Sans se soucier des élections, alors même que la campagne battait son plein — une manière de montrer le peu d’importance qu’ils accordaient à ce qui pouvait sortir des urnes — patronat et gouvernement ont au contraire confirmé une nouvelle et prochaine offensive contre les travailleurs : plans de suppressions d’emplois ou de licenciements dans les plus grands groupes, à Elf, à IBM, à Bosch, etc... ; attaques en préparation contre la sécurité sociale ou les retraites ; et surtout deuxième loi Aubry (remettez-nous ça la patronne !) qui redéveloppe à elle seule tous les aspects de l’offensive de deux décennies contre les salariés : réduction des salaires réels, subventions accrues aux patrons, annualisation, flexibilité, manipulation des horaires qui augmentent la peine au travail, précarité et chômage inchangés, contrôle accru de l’employeur sur la vie même de ses salariés. La loi Aubry semble le contre-pied exact du plan d’urgence, un contre-plan (mais qu’il serait malséant d’appeler d’urgence devant la bonne santé des capitalistes) pour le patronat. Le plan d’urgence est donc d’autant plus d’actualité. Comme est d’actualité la préparation d’un mouvement d’ensemble pour faire face à l’offensive concertée du patronat, des politiciens de droite et de gauche et de certaines directions syndicales.

Si depuis six mois LO et LCR ont fait campagne sur la base d’une opposition radicale au patronat et au gouvernement et pour un plan d’urgence qui est avant tout un programme pour une lutte d’ensemble, peuvent-elles arrêter, sans se renier, une fois les élections passées, alors que la situation des classes exploitées n’a évidemment pas changé, ni bien entendu la politique du patronat et du gouvernement ?

Des initiatives pour rassembler militants et travailleurs combatifs

Dès maintenant donc, LCR et LO peuvent et doivent envisager d’entamer la campagne (il serait en fait plus juste de dire poursuivre, dans le droit fil de celle qu’elles ont menée en commun pour les élections, et pratiquement sur la base de la plate-forme commune) contre les projets du patronat et du gouvernement, contre les projets Aubry, avec l’ambition d’aider à préparer le mouvement d’ensemble qui imposera le plan d’urgence.

Plus que d’une campagne unique il conviendrait d’ailleurs de parler de campagnes multiples, puisqu’il s’agit de développer une politique par des interventions et des initiatives diverses, à différents niveaux et dans différentes directions. Et pas seulement de la campagne traditionnelle de meetings, réunions publiques, tracts et affiches, même s’il s’agit de cela aussi.
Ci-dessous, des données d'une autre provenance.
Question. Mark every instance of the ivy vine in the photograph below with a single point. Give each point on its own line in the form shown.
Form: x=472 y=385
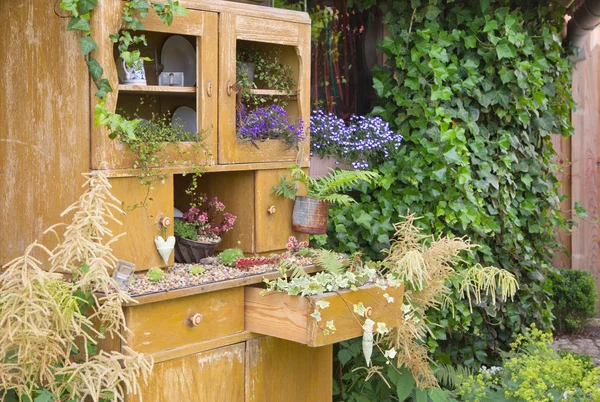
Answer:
x=81 y=15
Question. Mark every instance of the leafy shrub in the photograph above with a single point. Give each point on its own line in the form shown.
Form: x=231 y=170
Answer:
x=533 y=371
x=475 y=88
x=229 y=256
x=155 y=274
x=575 y=298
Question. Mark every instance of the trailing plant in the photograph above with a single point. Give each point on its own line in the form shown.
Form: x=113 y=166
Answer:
x=268 y=123
x=327 y=188
x=269 y=73
x=81 y=12
x=161 y=142
x=575 y=298
x=533 y=371
x=230 y=256
x=364 y=142
x=155 y=274
x=476 y=89
x=244 y=264
x=53 y=314
x=206 y=220
x=197 y=270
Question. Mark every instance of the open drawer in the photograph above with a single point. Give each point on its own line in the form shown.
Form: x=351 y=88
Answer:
x=289 y=317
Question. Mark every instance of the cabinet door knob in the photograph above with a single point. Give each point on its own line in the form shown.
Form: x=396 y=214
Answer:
x=195 y=320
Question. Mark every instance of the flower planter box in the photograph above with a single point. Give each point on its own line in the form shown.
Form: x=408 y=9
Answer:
x=288 y=317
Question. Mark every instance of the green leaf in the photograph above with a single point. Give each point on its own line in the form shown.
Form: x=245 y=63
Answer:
x=505 y=50
x=86 y=6
x=95 y=69
x=87 y=45
x=580 y=211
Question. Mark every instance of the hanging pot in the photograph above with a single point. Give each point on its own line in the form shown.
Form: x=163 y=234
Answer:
x=310 y=215
x=189 y=251
x=165 y=247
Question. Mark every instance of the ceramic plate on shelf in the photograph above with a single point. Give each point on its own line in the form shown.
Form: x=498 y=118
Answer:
x=178 y=55
x=186 y=117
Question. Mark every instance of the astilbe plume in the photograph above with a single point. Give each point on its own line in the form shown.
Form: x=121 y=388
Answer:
x=43 y=318
x=426 y=265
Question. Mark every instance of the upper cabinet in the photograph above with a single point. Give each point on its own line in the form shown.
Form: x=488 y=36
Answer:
x=205 y=45
x=277 y=42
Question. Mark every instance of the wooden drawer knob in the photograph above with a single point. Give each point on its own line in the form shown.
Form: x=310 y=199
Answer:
x=195 y=320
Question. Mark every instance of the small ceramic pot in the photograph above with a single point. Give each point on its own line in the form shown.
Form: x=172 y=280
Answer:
x=189 y=251
x=310 y=215
x=134 y=75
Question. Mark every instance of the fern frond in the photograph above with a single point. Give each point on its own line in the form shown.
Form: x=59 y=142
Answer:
x=330 y=261
x=340 y=180
x=294 y=270
x=451 y=377
x=342 y=200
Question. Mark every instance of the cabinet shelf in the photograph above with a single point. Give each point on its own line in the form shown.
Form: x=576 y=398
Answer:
x=273 y=92
x=156 y=90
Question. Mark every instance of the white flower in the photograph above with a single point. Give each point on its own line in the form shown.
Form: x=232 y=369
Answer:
x=390 y=354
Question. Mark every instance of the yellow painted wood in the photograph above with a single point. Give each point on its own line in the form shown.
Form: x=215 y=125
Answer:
x=44 y=123
x=158 y=327
x=140 y=225
x=273 y=230
x=212 y=376
x=288 y=317
x=278 y=370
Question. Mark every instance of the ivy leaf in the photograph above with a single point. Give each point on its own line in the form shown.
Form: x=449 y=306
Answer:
x=103 y=88
x=505 y=50
x=95 y=69
x=85 y=6
x=87 y=45
x=580 y=211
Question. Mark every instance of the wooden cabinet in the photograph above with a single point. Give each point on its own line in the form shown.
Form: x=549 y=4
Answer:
x=211 y=376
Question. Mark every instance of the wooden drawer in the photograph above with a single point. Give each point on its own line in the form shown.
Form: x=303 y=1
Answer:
x=288 y=317
x=165 y=325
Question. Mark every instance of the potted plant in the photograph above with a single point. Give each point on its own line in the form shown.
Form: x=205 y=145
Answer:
x=268 y=123
x=310 y=211
x=199 y=232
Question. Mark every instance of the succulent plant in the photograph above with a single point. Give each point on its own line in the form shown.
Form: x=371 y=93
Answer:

La LCR et LO pourraient, et à notre sens devraient, prendre aussi l’initiative d’organiser des rencontres militantes à tous les niveaux, à commencer par celui de l’entreprise et de la branche, en passant par ceux de la localité et de la région, jusqu’au niveau national ; des rencontres qui seraient à proposer à tous les militants communistes, socialistes, syndicalistes, sans parti et sans syndicat, et tout simplement travailleurs combatifs ; des rencontres qui auraient pour but de discuter des objectifs et des moyens d’imposer ce plan d’urgence et lutter contre les projets patronaux et gouvernementaux ; des rencontres à l’organisation desquelles LO et LCR pourraient associer d’autres militants et groupes révolutionnaires qui, en gros, sont d’accord avec le plan d’urgence, à commencer par ceux qui l’ont montré à l’occasion de la récente campagne électorale, une façon de les rassembler autour de la force politique révolutionnaire, dans laquelle ils ont naturellement leur place.
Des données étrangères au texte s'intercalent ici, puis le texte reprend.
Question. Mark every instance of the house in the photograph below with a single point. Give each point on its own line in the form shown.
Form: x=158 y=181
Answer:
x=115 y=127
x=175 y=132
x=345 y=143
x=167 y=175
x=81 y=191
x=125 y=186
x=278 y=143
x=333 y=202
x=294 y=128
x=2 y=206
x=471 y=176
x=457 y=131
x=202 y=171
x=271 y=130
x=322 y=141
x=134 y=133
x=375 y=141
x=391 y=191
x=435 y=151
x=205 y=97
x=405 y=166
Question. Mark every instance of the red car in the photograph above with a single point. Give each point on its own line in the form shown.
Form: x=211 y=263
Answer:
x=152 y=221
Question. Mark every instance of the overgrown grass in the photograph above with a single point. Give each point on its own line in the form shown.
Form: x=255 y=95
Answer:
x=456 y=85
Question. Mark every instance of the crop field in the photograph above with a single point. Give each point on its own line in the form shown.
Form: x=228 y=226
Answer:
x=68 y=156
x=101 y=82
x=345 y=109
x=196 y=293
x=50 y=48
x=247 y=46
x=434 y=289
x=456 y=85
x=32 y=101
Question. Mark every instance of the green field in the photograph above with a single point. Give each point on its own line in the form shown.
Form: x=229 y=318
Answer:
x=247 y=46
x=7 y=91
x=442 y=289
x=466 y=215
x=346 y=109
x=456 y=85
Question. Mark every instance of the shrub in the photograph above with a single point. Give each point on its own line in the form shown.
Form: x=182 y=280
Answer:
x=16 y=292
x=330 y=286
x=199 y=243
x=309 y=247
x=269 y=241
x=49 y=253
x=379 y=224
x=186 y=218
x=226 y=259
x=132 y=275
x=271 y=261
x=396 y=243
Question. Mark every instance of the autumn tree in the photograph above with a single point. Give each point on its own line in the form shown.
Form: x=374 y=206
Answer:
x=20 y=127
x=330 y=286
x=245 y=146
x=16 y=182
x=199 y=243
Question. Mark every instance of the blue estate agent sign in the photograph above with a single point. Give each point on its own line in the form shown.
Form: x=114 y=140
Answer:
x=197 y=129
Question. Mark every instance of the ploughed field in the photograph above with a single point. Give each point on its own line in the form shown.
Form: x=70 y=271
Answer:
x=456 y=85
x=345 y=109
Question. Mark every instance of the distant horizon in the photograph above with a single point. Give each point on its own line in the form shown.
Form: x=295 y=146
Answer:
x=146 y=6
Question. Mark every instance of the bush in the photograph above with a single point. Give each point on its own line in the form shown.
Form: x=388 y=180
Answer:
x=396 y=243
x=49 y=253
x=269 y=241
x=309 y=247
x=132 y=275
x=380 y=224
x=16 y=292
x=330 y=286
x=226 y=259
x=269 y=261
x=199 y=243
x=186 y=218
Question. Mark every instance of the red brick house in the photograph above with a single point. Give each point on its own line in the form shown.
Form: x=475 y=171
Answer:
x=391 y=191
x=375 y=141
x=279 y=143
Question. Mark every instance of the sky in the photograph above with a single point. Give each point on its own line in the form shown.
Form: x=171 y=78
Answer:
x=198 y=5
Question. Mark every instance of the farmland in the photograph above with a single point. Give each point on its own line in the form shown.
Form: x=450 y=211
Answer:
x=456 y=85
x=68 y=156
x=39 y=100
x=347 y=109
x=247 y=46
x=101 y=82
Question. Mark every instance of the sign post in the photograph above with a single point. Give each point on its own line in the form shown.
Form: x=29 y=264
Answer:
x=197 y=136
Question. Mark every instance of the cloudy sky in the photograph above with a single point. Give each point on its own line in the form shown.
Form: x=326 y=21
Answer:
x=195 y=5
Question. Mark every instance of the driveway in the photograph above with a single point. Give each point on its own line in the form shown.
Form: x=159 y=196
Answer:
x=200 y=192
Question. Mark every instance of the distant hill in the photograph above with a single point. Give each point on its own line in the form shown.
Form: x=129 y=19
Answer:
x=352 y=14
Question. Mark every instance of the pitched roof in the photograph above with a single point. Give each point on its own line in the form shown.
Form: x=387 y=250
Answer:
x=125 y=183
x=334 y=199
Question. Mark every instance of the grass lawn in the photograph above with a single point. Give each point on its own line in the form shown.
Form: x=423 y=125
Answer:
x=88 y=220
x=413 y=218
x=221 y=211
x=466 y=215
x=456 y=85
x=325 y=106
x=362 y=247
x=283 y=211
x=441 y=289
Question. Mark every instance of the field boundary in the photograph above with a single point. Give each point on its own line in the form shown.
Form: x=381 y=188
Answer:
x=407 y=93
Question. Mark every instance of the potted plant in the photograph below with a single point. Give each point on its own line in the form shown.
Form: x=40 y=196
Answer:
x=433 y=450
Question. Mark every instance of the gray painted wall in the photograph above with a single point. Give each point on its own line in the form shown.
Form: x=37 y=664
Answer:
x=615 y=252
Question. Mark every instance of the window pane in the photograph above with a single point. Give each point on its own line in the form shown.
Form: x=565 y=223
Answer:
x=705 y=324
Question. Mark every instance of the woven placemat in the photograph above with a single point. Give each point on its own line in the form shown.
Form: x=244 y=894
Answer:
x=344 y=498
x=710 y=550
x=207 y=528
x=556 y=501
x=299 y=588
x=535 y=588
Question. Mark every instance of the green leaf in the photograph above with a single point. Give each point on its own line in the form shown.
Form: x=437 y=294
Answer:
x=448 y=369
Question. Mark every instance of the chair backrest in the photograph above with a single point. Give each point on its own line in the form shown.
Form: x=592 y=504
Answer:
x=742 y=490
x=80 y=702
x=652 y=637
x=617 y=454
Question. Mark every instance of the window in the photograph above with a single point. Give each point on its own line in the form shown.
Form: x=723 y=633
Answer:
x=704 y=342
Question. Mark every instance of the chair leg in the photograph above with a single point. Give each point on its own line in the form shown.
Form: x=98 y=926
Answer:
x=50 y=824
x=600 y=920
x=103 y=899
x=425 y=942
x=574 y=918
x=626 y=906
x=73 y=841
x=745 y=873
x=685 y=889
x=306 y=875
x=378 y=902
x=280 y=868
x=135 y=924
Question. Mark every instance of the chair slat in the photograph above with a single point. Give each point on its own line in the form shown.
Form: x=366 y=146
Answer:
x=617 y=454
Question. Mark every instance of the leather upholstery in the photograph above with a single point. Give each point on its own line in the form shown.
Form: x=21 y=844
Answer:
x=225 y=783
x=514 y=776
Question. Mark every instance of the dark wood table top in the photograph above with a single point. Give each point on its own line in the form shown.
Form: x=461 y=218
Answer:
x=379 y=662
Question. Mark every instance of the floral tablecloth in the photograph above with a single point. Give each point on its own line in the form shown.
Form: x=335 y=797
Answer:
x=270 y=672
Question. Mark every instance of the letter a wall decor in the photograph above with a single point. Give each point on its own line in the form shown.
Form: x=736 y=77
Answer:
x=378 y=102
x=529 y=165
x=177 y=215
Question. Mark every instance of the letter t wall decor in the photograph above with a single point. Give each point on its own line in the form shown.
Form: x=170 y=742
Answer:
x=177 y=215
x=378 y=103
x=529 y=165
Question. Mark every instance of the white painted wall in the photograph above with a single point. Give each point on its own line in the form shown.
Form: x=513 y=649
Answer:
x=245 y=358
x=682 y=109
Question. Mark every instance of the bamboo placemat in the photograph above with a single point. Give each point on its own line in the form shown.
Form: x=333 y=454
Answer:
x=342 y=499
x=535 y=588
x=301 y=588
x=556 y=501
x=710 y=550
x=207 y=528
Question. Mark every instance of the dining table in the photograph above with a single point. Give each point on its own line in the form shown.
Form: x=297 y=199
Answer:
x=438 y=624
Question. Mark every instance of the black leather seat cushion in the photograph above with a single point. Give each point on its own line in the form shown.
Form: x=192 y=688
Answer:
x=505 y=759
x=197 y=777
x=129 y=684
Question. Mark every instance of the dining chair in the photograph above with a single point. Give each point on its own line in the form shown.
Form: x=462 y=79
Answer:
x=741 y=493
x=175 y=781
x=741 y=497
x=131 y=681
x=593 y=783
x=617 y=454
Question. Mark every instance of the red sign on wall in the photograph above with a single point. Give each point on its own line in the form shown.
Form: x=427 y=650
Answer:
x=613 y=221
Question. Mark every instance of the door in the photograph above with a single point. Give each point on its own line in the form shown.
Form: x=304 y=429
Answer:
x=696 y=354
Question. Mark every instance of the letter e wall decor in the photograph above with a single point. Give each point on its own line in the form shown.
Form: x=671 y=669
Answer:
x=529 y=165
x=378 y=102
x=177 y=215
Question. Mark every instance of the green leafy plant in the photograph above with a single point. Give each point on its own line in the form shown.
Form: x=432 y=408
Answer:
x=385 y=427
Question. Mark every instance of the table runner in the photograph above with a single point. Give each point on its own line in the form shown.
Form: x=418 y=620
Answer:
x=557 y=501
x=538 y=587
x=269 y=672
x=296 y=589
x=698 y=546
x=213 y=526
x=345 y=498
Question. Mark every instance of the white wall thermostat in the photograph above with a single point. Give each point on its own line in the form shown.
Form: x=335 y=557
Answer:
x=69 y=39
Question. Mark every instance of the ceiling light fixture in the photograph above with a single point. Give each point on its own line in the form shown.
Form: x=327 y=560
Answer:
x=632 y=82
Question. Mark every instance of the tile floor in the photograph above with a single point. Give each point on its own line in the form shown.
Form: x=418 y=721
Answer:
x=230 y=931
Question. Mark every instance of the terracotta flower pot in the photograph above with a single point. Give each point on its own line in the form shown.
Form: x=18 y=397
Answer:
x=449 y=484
L’émergence affirmée de cette force politique permet aujourd’hui à LO et la LCR ensemble de proposer non seulement aux militants mais aux organisations elles-mêmes, partis, PCF notamment, syndicats et associations qui disent défendre ou représenter les intérêts des exploités ou opprimés, de participer à l’agitation et au mouvement éventuel pour imposer le programme d’urgence. Sans illusion sur la réponse possible, mais prêts à jouer le jeu avec ceux qui accepteraient.

Une telle politique n’est pas artificielle. Elle ne répond pas à la seule nécessité pour LO et la LCR de trouver quelque chose à faire en commun, ce qui ne mènerait nulle part, même si elle justifie et conforte leur alliance : elle permettrait par exemple d’envisager une presse commune qui, sur la base d’une politique commune, aurait alors toute sa justification.

La raison d’être fondamentale de la force politique révolutionnaire est la défense des intérêts du monde du travail. Dans la situation politique et sociale post-électorale cette défense passe par la préparation du mouvement d’ensemble pour imposer les mesures d’urgence qui changeraient radicalement la situation des exploités et des opprimés. La définition de la politique commune de l’alliance LO-LCR doit partir de là.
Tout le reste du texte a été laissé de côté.